Find easy ways to move
The American Heart Association recommends 75 minutes of vigorous sweat-inducing exercise weekly, or 150 minutes of low-level exercise weekly (30 minutes daily). Most of us are not hitting those goals. Move the waste basket across the room so you have to get up to throw out trash. Stop emailing and stroll to colleagues to chat, instead. Walk frequently to fill your water bottle. Walk the stairs. Stand up throughout the day.
Work magic with portable elastic bands
Resistance bands come in a variety of tensions, with and without handles, and specifically for upper or lower body exercises. They stash easily in a handbag or briefcase and can be kept in an office drawer. Bicep curls, shoulder press, front raise, squats, and other exercises can give you a full workout in a tiny cubicle. Do two sets of each exercise, 12 - 15 repetitions per set.
Push-ups help to target the chest muscles, shoulders, triceps, back, and core. In an office setting you can perform push-ups off the wall, edge of your desk, or floor. You can also use the edge of your chair to do triceps pushups. Variations of the push-up performed quickly can also raise your heart rate and improve circulation.
Take a lunch walk or class
Use your lunch hour to refuel and work out. Many clubs offer 30-minute classes at lunchtime so you can exercise and eat. Option two is a 30-minute walk, using the other half hour for a quick meal. Consider creating a lunchtime walking club or ask the boss if the company can subsidize an onsite workout class. A quiet, unoccupied room could be used to follow an online workout.
Take 'walking meetings'
A new approach to adding movement and workout time to the office setting is having a walking meeting. This approach can be used first thing in the morning or at some point during the day. Some offices allow meetings at the gym, while walking on the treadmill. More flexible offices allow employees to leave work early to work out and then meet for an end-of-the-day briefing. Make the suggestion!
Use free weights
A recent study suggests that using light weights and many repetitions can yield the same muscle-building results as heavy weights. Light weights fit under a desk or in a drawer. Get a full body workout with light weights, using them to add challenge to lunges and squats and for a full upper body workout. You can divide the workout into two 15-minute or three 10-minute routines.
Fidget and pace when using the phone
Fidgeting can help to burn calories and help you to live longer. Another way to sneak movement into your day is to stand during phone calls. Take that to the next level and pace when you use the phone or have tele-conferences.
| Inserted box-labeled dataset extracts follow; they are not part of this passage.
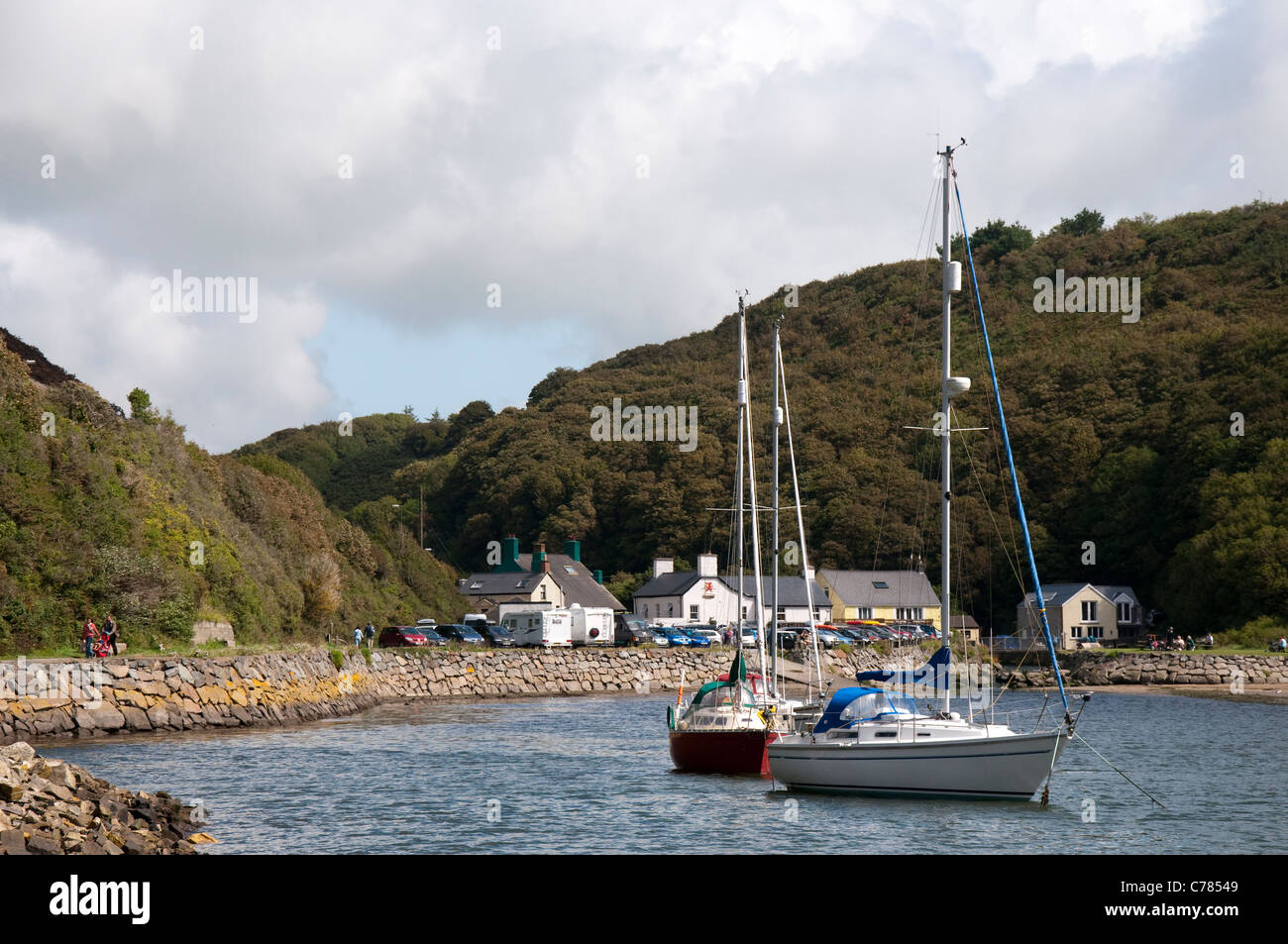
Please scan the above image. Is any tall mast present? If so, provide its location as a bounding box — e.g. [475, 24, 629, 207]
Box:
[769, 316, 783, 695]
[935, 141, 970, 712]
[734, 293, 747, 649]
[739, 309, 767, 675]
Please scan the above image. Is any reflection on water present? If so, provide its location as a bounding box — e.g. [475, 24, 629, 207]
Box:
[40, 691, 1288, 853]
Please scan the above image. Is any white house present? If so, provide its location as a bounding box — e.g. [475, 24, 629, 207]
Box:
[632, 554, 832, 626]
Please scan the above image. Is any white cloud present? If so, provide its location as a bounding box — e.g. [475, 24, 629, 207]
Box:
[0, 0, 1267, 446]
[0, 223, 331, 450]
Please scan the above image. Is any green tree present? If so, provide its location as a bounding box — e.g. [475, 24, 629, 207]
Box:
[1055, 207, 1105, 236]
[129, 386, 161, 422]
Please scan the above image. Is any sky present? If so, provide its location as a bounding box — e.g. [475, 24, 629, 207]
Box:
[0, 0, 1288, 451]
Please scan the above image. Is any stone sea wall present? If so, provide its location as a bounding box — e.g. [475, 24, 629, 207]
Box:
[0, 743, 210, 855]
[0, 649, 731, 744]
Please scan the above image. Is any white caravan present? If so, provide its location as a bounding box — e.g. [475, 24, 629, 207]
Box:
[571, 604, 613, 645]
[501, 609, 572, 648]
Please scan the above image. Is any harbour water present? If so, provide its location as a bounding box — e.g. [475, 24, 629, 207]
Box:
[39, 691, 1288, 854]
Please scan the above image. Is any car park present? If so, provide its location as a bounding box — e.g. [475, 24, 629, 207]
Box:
[473, 623, 514, 649]
[377, 626, 447, 649]
[434, 623, 484, 647]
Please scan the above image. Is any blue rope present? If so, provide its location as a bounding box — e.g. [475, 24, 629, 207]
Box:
[944, 180, 1069, 717]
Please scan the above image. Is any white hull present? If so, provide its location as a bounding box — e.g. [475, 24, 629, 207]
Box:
[769, 731, 1069, 799]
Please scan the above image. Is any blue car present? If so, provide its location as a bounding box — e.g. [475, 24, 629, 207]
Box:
[662, 626, 697, 647]
[680, 630, 711, 649]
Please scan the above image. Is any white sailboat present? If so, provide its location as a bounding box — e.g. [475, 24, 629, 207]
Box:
[768, 141, 1081, 799]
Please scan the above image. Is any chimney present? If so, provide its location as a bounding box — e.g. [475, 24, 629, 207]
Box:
[496, 535, 523, 574]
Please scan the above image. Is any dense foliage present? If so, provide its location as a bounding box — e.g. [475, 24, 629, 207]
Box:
[0, 345, 464, 653]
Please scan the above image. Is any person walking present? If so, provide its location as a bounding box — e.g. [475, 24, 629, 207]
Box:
[81, 617, 98, 660]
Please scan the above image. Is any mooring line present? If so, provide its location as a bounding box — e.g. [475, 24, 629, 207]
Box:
[1073, 731, 1167, 810]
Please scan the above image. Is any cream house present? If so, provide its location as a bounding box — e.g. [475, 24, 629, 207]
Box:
[1015, 583, 1141, 649]
[632, 554, 832, 626]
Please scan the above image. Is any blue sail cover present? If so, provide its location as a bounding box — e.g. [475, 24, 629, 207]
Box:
[860, 645, 952, 691]
[814, 686, 917, 734]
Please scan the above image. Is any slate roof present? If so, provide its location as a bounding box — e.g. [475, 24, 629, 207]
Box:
[519, 554, 626, 610]
[1021, 583, 1136, 606]
[635, 571, 832, 606]
[819, 570, 939, 606]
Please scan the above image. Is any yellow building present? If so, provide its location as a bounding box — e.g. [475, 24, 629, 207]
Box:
[818, 570, 939, 632]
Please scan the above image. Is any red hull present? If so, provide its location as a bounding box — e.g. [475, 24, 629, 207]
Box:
[671, 731, 778, 777]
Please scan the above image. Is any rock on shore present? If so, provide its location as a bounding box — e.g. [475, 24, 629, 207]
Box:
[0, 742, 205, 855]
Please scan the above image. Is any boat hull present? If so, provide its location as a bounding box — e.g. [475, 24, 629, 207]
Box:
[767, 731, 1069, 799]
[670, 730, 778, 777]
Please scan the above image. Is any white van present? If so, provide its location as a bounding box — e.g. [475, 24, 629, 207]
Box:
[501, 609, 572, 648]
[571, 604, 613, 645]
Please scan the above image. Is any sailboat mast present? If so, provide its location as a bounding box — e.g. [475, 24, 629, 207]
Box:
[769, 317, 783, 695]
[742, 312, 767, 689]
[935, 146, 953, 712]
[734, 295, 747, 649]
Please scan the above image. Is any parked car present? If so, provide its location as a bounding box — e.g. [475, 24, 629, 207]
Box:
[377, 626, 447, 649]
[680, 626, 715, 649]
[473, 623, 514, 649]
[613, 613, 653, 645]
[434, 623, 484, 645]
[684, 626, 724, 645]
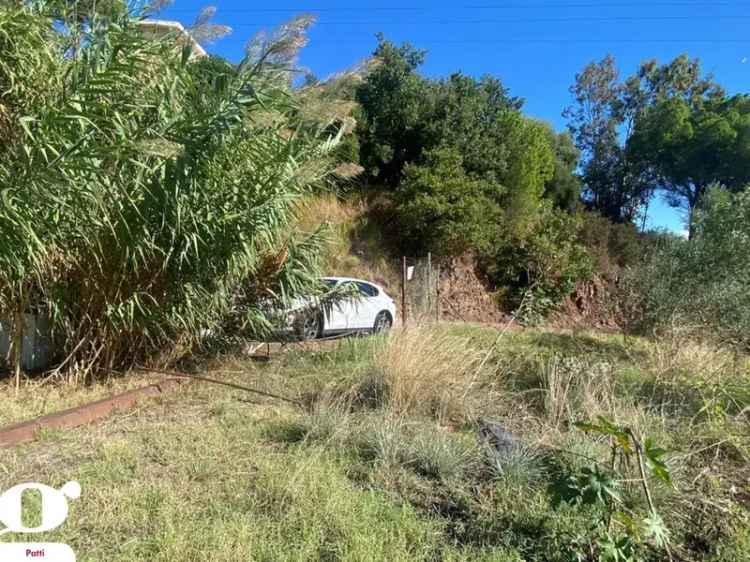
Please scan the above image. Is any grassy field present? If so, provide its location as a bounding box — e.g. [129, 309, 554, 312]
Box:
[0, 325, 750, 562]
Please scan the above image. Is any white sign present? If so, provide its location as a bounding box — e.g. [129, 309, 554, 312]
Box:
[0, 476, 81, 562]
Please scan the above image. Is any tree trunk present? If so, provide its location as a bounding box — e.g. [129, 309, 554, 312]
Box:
[13, 291, 24, 396]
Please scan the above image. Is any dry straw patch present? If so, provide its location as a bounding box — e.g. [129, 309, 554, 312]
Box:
[373, 327, 485, 422]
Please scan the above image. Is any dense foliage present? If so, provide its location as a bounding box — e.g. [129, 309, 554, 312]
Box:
[626, 187, 750, 347]
[0, 2, 337, 376]
[356, 37, 586, 307]
[565, 55, 750, 228]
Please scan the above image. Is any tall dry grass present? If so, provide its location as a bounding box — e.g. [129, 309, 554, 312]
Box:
[369, 327, 491, 423]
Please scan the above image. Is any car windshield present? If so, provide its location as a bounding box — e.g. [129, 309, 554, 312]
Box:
[320, 279, 338, 291]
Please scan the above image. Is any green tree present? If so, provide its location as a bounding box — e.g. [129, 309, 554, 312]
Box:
[0, 0, 338, 372]
[564, 55, 723, 222]
[426, 73, 523, 182]
[623, 186, 750, 349]
[544, 127, 581, 211]
[628, 96, 750, 233]
[356, 34, 430, 187]
[394, 148, 501, 255]
[499, 112, 555, 230]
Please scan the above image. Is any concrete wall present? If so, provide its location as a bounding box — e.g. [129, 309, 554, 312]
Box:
[0, 314, 52, 371]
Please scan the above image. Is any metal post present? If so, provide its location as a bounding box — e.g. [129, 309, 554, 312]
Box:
[425, 252, 433, 319]
[401, 256, 408, 327]
[435, 264, 440, 323]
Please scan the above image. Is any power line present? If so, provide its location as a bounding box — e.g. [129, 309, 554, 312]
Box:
[306, 37, 750, 45]
[225, 15, 750, 27]
[168, 0, 750, 14]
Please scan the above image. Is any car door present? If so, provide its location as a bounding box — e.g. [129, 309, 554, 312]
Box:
[323, 280, 351, 332]
[352, 281, 380, 330]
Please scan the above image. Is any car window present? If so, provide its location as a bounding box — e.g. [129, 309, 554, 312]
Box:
[357, 282, 378, 297]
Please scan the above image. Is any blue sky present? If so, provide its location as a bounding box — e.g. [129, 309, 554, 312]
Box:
[159, 0, 750, 231]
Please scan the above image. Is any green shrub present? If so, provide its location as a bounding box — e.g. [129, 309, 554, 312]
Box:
[623, 188, 750, 347]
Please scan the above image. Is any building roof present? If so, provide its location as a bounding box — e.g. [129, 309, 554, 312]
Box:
[138, 19, 208, 58]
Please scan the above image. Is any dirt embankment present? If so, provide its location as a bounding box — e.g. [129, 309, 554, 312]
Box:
[439, 255, 509, 324]
[549, 276, 624, 330]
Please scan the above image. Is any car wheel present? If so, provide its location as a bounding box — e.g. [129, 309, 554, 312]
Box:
[372, 311, 393, 334]
[297, 314, 321, 341]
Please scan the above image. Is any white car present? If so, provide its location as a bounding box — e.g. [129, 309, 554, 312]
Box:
[289, 277, 396, 340]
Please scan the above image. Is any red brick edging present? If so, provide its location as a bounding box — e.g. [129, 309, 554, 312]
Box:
[0, 379, 185, 448]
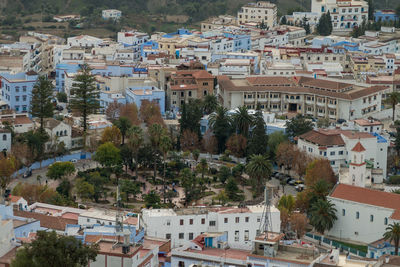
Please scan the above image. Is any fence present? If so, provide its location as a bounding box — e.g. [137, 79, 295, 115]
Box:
[16, 152, 92, 175]
[306, 233, 367, 257]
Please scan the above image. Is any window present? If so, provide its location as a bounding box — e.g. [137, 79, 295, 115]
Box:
[235, 231, 239, 242]
[244, 230, 249, 241]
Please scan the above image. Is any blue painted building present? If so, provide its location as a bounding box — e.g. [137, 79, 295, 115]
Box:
[125, 86, 165, 115]
[374, 9, 399, 22]
[0, 71, 38, 113]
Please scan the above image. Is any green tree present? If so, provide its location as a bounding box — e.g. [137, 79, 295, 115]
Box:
[46, 161, 75, 180]
[70, 64, 100, 135]
[114, 117, 132, 144]
[218, 166, 232, 184]
[232, 106, 254, 138]
[144, 190, 161, 209]
[120, 180, 140, 201]
[246, 155, 272, 194]
[208, 106, 232, 153]
[75, 178, 94, 200]
[11, 231, 99, 267]
[30, 76, 54, 132]
[383, 223, 400, 256]
[128, 126, 143, 177]
[203, 95, 218, 115]
[385, 92, 400, 121]
[247, 110, 268, 156]
[310, 199, 337, 235]
[159, 134, 172, 203]
[225, 177, 244, 201]
[149, 123, 167, 179]
[179, 168, 198, 206]
[196, 158, 208, 180]
[286, 114, 313, 138]
[93, 142, 121, 168]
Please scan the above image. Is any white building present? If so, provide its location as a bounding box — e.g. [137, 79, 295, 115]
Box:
[67, 35, 103, 48]
[297, 129, 388, 179]
[0, 129, 11, 152]
[237, 1, 278, 28]
[311, 0, 368, 31]
[142, 205, 280, 249]
[327, 184, 400, 244]
[101, 9, 122, 20]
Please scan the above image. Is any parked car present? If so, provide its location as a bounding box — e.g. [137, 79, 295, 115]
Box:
[22, 169, 32, 178]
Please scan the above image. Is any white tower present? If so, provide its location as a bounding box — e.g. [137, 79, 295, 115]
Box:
[349, 141, 367, 187]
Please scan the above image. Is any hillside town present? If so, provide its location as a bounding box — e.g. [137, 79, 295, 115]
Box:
[0, 0, 400, 267]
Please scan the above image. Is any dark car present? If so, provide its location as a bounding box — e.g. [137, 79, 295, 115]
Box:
[22, 169, 32, 178]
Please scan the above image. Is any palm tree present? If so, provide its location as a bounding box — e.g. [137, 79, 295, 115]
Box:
[208, 106, 232, 153]
[310, 199, 337, 235]
[114, 117, 132, 144]
[246, 155, 272, 194]
[385, 92, 400, 121]
[148, 123, 166, 179]
[233, 106, 254, 138]
[203, 95, 218, 114]
[159, 134, 172, 203]
[196, 158, 208, 180]
[128, 125, 143, 177]
[383, 223, 400, 256]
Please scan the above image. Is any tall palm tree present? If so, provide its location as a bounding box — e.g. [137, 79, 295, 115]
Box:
[310, 199, 337, 235]
[385, 92, 400, 121]
[233, 106, 254, 138]
[128, 125, 143, 177]
[383, 223, 400, 256]
[246, 155, 272, 194]
[208, 106, 232, 153]
[159, 134, 172, 203]
[114, 117, 132, 144]
[148, 123, 166, 179]
[196, 158, 208, 180]
[203, 95, 218, 114]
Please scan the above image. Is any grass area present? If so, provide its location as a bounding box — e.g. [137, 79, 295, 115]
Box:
[335, 240, 368, 253]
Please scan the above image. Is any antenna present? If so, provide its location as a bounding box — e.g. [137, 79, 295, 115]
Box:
[259, 183, 272, 236]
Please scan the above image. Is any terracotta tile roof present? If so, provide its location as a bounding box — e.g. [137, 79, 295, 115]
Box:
[14, 210, 78, 231]
[330, 184, 400, 220]
[10, 196, 22, 203]
[299, 129, 345, 146]
[351, 141, 365, 152]
[246, 76, 293, 85]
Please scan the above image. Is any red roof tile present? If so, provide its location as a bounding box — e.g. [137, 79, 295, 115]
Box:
[351, 141, 365, 152]
[330, 184, 400, 220]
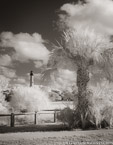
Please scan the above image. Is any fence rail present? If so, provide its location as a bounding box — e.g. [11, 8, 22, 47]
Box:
[0, 110, 60, 127]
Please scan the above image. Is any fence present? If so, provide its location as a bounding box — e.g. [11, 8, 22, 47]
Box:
[0, 110, 59, 127]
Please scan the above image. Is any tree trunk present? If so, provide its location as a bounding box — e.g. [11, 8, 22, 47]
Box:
[75, 56, 90, 129]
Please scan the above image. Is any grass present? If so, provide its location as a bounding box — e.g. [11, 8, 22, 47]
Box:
[0, 123, 69, 133]
[0, 129, 113, 145]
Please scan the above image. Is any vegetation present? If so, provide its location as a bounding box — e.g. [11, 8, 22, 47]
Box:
[42, 28, 113, 129]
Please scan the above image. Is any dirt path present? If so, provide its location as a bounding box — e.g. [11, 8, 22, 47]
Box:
[0, 129, 113, 145]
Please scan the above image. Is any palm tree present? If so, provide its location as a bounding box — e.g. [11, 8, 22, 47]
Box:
[41, 28, 113, 129]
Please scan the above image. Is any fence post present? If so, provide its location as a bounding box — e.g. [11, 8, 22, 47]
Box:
[34, 112, 37, 124]
[11, 113, 15, 127]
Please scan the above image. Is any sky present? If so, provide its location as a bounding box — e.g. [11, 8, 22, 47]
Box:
[0, 0, 76, 84]
[0, 0, 113, 88]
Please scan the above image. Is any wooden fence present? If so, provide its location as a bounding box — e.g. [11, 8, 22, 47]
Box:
[0, 110, 59, 127]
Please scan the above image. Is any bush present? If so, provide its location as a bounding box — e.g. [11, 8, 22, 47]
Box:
[57, 107, 74, 128]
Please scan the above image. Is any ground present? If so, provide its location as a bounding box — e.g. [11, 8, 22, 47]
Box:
[0, 129, 113, 145]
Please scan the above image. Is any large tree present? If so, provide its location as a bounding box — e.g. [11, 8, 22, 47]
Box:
[41, 28, 113, 128]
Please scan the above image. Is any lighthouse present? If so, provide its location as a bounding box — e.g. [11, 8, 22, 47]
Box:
[30, 71, 34, 87]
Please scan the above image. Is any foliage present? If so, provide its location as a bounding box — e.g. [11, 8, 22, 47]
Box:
[57, 107, 74, 128]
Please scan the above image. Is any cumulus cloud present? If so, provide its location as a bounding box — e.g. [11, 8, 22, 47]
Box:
[0, 66, 16, 79]
[0, 54, 12, 66]
[59, 0, 113, 35]
[0, 32, 49, 64]
[51, 69, 77, 91]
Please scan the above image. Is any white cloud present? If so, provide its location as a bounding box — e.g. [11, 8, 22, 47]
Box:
[0, 54, 12, 66]
[0, 32, 49, 64]
[59, 0, 113, 35]
[0, 66, 16, 78]
[13, 77, 27, 84]
[51, 69, 77, 91]
[0, 75, 10, 91]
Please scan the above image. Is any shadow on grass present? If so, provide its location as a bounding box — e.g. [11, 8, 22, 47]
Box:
[0, 124, 70, 133]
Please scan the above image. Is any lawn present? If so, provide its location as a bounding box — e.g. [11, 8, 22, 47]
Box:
[0, 129, 113, 145]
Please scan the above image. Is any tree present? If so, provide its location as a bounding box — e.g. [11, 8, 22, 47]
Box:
[42, 27, 113, 129]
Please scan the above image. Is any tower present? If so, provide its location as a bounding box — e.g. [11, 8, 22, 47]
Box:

This will help to burn some calories, improve circulation, and reduce the risk of DVTs (deep venous thrombosis) from many hours of sitting.
Try an under-desk stepper
You can invest in a standing or walking desk, though the price on those can be pretty steep. A less expensive option is to buy an under-the-desk mini-stepper or cycler, which allows you to pedal or rotate your feet while you work. These exercise devices range in price, but they may be a good match for you. The key is to be willing to try something new.
Use apps that inspire movement
Your smartphone can also be your coach, e.g., reminding you to stand at set intervals. New apps can also nudge you to take movement breaks or to fit in precious workout time at work. Pedometers can help you to track steps per day. Some newer office software programs remind you to take breaks by analyzing your work patterns.
Consider public transit or change parking habits
If you have public transit options they likely involve walking to and from stops or walking up and down stairs – both preferable to sitting in a car. If you have to drive to work, park a distance away from your office so you accumulate walking time to and from work. It may seem like an unnecessary hassle, but those extra minutes of movement can quickly add up.